As we were reveling with the splendor before us, another group came, and with them was Congressman George Arnaiz. Meeting him for the first time, instantly Cong. George proved friendly, affable and gave us a more detailed information of the Twin Lakes. He is the representative for the Second District of Negros Oriental which covers Amlan, Mabinay, Pamplona, San Jose and Sibulan.

When he was governor, he made it his mission to clean and conserve the place. Initially, trees in the rainforest were being burned down by kaingin by residents who made this their livelihood. While it was a challenge to convince the locals to terminate their operations, nonetheless, after giving them a relocation site close to the area and introducing another form of means, the governor was able to accomplish his task.

He also pointed to us the trail to get to see the other lake. There was a shorter one along the bed of the lake however, if you have the time and the fitness, a longer route takes about an hour and a half traversing through trees and paths but seeing the varied flora and fauna of the forest.

Being a protected natural area, the Balinsasayao Twin Lakes is home to an expansive ecosystem and biodiversity. Categorized as a dipterocarp forest, it is belongs to the family of hardwood, tropical trees. Dipterocarps grow very tall and large, and they form a very large proportion of the rainforest canopy which make them a great source for timber, the very reason why many kaingeros profit from them. Rare trees and vines are also prevalent including the tallest of Philippine trees, the Almaciga.

The lake has a rich fish fauna and likewise the forests boast of a rich and rare bird life. For bird watchers, the Japanese Night Heron (Gorsachius goisagi) can be found here. Its worldwide population is estimated at less than 1,000. It was a delight hearing the birds sing and chirp in different tunes and tones in a delightful chorus.

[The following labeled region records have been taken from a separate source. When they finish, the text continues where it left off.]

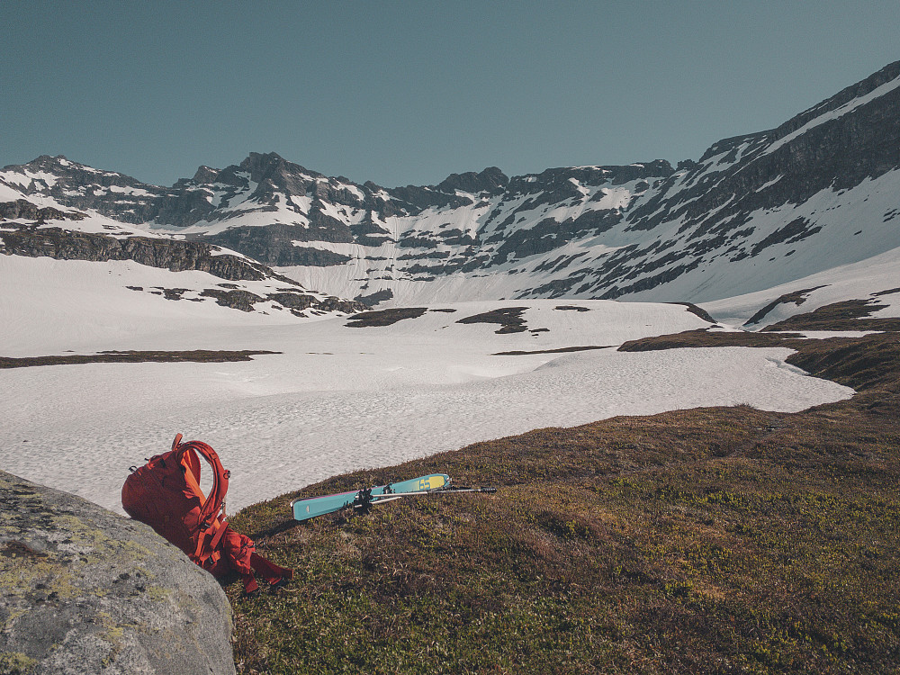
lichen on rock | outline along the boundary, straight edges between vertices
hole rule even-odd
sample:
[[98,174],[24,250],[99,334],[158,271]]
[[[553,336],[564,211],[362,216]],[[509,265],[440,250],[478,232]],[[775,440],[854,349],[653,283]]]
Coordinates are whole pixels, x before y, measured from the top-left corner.
[[0,670],[233,673],[231,610],[153,530],[0,472]]

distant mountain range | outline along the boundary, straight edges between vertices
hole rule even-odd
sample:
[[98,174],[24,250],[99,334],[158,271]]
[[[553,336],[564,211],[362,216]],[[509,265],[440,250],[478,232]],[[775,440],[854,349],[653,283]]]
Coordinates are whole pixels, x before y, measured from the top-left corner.
[[[206,247],[208,257],[224,248],[369,305],[706,302],[900,247],[900,61],[674,167],[657,159],[513,177],[490,167],[384,188],[251,153],[160,187],[42,156],[0,171],[0,202],[2,252],[77,257],[62,239],[87,227],[120,241]],[[58,226],[55,244],[23,243],[49,225]],[[173,268],[165,258],[158,266]]]

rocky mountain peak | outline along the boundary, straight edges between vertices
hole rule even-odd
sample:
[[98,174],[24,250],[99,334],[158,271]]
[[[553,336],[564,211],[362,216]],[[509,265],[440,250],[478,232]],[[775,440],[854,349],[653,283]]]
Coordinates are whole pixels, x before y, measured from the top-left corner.
[[437,184],[442,193],[453,194],[457,190],[464,193],[500,194],[508,184],[509,178],[497,166],[489,166],[481,173],[468,171],[464,174],[451,174]]

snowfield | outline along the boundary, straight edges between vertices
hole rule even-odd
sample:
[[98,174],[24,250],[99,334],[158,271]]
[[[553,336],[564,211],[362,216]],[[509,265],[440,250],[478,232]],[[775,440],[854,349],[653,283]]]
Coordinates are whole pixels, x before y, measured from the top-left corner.
[[[231,471],[233,511],[336,473],[542,427],[740,403],[796,411],[852,395],[786,364],[784,348],[615,350],[709,326],[681,305],[459,302],[353,328],[346,317],[245,313],[125,287],[209,283],[198,275],[207,276],[0,256],[0,356],[281,352],[239,363],[0,370],[0,468],[121,512],[128,467],[167,450],[180,432],[211,444]],[[509,307],[526,308],[525,332],[457,323]],[[498,356],[588,346],[609,348]]]

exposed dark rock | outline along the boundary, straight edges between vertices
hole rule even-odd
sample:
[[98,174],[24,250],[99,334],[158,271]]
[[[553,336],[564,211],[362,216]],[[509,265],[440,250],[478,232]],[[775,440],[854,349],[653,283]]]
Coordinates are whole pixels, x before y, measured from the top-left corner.
[[496,166],[489,166],[480,174],[469,171],[464,174],[451,174],[438,184],[437,189],[445,193],[460,190],[465,193],[491,193],[500,194],[508,184],[509,178]]
[[374,307],[380,302],[384,302],[385,301],[391,300],[393,297],[393,291],[390,288],[384,288],[381,291],[375,291],[374,293],[369,293],[368,295],[357,295],[354,300],[358,302],[362,302],[367,307]]
[[231,609],[148,526],[0,472],[0,671],[234,673]]
[[753,316],[747,320],[743,324],[744,326],[752,326],[753,324],[761,321],[766,315],[774,310],[776,307],[781,304],[788,304],[788,302],[793,302],[798,307],[806,302],[806,296],[809,295],[813,291],[823,288],[823,286],[814,286],[813,288],[805,288],[801,291],[794,291],[789,293],[785,293],[778,298],[776,298],[771,302],[770,302],[765,307],[761,308]]
[[271,270],[258,263],[230,255],[215,255],[214,247],[200,241],[116,238],[61,228],[3,231],[0,240],[4,247],[2,252],[6,255],[94,262],[133,260],[173,272],[200,270],[232,280],[259,281],[272,275]]
[[522,317],[522,312],[526,309],[528,308],[504,307],[460,319],[456,323],[499,323],[500,328],[495,333],[524,333],[528,329]]
[[253,311],[254,303],[263,302],[263,298],[249,291],[220,291],[217,288],[207,288],[200,294],[215,298],[216,303],[223,307],[230,307],[241,311]]
[[404,319],[418,319],[426,311],[427,307],[398,307],[380,311],[363,311],[354,316],[346,325],[352,328],[391,326]]
[[0,202],[0,219],[8,218],[14,220],[21,218],[26,220],[37,220],[39,223],[43,223],[46,220],[82,220],[86,217],[84,213],[78,213],[74,211],[63,212],[50,206],[41,209],[25,199]]
[[673,305],[684,305],[688,308],[688,311],[695,316],[699,317],[704,321],[709,321],[709,323],[716,323],[716,320],[709,316],[709,312],[704,310],[702,307],[698,307],[693,302],[671,302],[670,304]]
[[254,355],[281,354],[281,352],[212,351],[193,349],[183,352],[100,352],[99,354],[63,354],[53,356],[0,356],[0,368],[30,368],[37,365],[76,365],[79,364],[174,364],[193,362],[199,364],[225,363],[229,361],[252,361]]

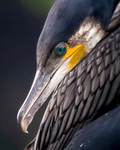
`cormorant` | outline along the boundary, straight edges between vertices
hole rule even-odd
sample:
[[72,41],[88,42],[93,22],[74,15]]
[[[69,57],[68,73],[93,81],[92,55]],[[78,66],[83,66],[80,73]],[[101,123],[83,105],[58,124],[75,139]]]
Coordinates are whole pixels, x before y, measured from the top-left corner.
[[35,79],[17,116],[27,132],[34,114],[50,99],[37,136],[26,149],[62,150],[76,131],[119,103],[119,6],[111,20],[118,2],[53,4],[37,45]]

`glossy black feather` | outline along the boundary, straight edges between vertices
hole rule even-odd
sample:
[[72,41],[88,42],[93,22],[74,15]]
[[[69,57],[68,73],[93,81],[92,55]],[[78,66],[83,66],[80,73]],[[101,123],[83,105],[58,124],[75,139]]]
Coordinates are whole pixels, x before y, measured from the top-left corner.
[[34,150],[63,150],[77,130],[118,104],[120,27],[115,26],[53,92]]

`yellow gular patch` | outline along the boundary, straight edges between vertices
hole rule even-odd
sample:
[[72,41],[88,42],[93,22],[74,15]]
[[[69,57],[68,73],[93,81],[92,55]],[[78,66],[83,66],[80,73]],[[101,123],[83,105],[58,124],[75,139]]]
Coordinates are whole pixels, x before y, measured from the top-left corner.
[[67,52],[62,58],[70,58],[70,61],[68,62],[68,69],[71,70],[86,55],[87,53],[83,44],[77,45],[73,48],[69,48],[67,45]]

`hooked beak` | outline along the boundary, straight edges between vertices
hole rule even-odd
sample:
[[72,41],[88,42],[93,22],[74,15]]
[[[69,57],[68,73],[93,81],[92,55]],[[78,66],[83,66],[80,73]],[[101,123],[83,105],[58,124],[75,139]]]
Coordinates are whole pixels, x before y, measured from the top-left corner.
[[[67,53],[57,63],[51,58],[51,67],[37,69],[32,87],[26,100],[17,114],[17,121],[23,132],[28,133],[27,128],[35,113],[51,95],[55,87],[62,81],[65,75],[86,55],[85,47],[78,45],[68,48]],[[55,65],[56,64],[56,65]]]
[[[67,62],[68,61],[65,61],[65,63]],[[67,65],[65,64],[63,66],[64,71],[62,73],[60,68],[58,70],[56,69],[57,71],[54,70],[52,73],[46,73],[40,69],[36,71],[32,87],[17,114],[17,122],[23,132],[28,133],[27,128],[33,120],[35,113],[44,104],[56,85],[68,72]],[[60,73],[61,75],[58,78]]]

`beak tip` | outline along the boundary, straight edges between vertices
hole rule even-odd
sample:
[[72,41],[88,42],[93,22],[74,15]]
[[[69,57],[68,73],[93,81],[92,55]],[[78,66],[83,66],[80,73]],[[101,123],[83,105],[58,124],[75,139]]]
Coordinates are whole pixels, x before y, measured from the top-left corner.
[[28,131],[27,131],[28,123],[24,119],[23,114],[22,114],[22,112],[20,110],[18,111],[18,114],[17,114],[17,123],[19,124],[21,130],[24,133],[28,133]]

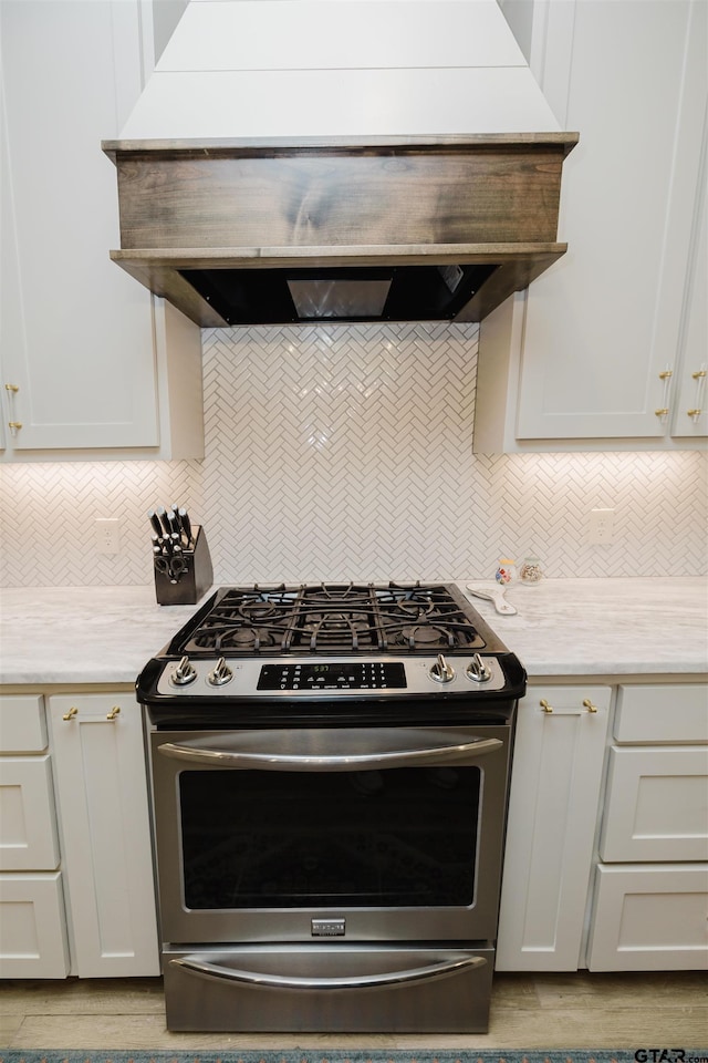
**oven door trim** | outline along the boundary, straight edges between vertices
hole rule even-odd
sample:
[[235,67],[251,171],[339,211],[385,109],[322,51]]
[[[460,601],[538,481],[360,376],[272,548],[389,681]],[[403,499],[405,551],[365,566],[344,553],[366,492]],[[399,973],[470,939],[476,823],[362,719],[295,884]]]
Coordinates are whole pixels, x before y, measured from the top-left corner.
[[[354,732],[357,729],[353,729]],[[354,735],[353,750],[361,750],[362,733],[376,744],[377,733],[388,733],[395,745],[395,732],[415,742],[418,750],[429,751],[437,743],[438,752],[424,758],[420,770],[436,764],[449,765],[450,755],[456,756],[456,766],[477,767],[480,772],[480,801],[477,824],[477,854],[475,865],[475,898],[471,905],[449,907],[345,907],[340,908],[241,908],[241,909],[189,909],[184,897],[181,867],[181,817],[179,812],[180,775],[183,772],[229,772],[235,768],[219,757],[206,763],[192,763],[174,755],[160,755],[164,745],[199,747],[225,747],[246,741],[253,732],[169,732],[154,731],[150,735],[153,799],[155,811],[156,863],[160,896],[162,936],[170,942],[285,942],[312,941],[313,919],[341,918],[345,920],[347,941],[491,941],[496,938],[499,907],[499,884],[504,839],[504,822],[508,792],[511,734],[508,725],[480,725],[469,727],[413,727],[413,729],[358,729]],[[306,731],[306,729],[305,729]],[[389,732],[393,732],[391,734]],[[329,729],[326,734],[336,749],[337,756],[347,742],[350,729]],[[293,732],[285,732],[290,737]],[[324,741],[324,739],[322,739]],[[491,743],[490,743],[490,740]],[[322,755],[332,752],[321,750]],[[464,751],[462,751],[464,747]],[[450,749],[457,751],[450,754]],[[437,757],[437,758],[436,758]],[[371,764],[372,768],[375,766]],[[241,767],[252,770],[252,764]],[[382,770],[382,765],[376,765]],[[285,768],[289,770],[289,768]],[[337,771],[357,771],[350,764],[345,768],[337,761]],[[384,771],[396,771],[385,767]],[[335,940],[342,941],[342,936]]]
[[430,727],[239,731],[163,742],[160,756],[199,766],[266,772],[351,772],[466,763],[503,745],[469,730]]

If we came earlier, we could have availed of the boat or kayak ride. For the more adventurous mermaids and aquamen, you will love the still waters.

Congressman George, a conservationist, has many plans for the area to draw more tourists. Foremost, he is hoping that by next year, he can get the roads to be better and not an ordeal. I believe that is the best way to start. Some friends who are locals have not even visited the place but we did see some foreigners in motorcycles coming down as we were making our way to the mountain.

Visiting Balinsasayao Twin Lakes is a natural retreat that quells frenzied nerves from the busyness and dizziness of everyday living. A tranquility that can only be interrupted by the songs of the birds or by euphoric gasps of the wonders of nature.

Meeting Congressman George Arnaiz was an added bonus to the trip.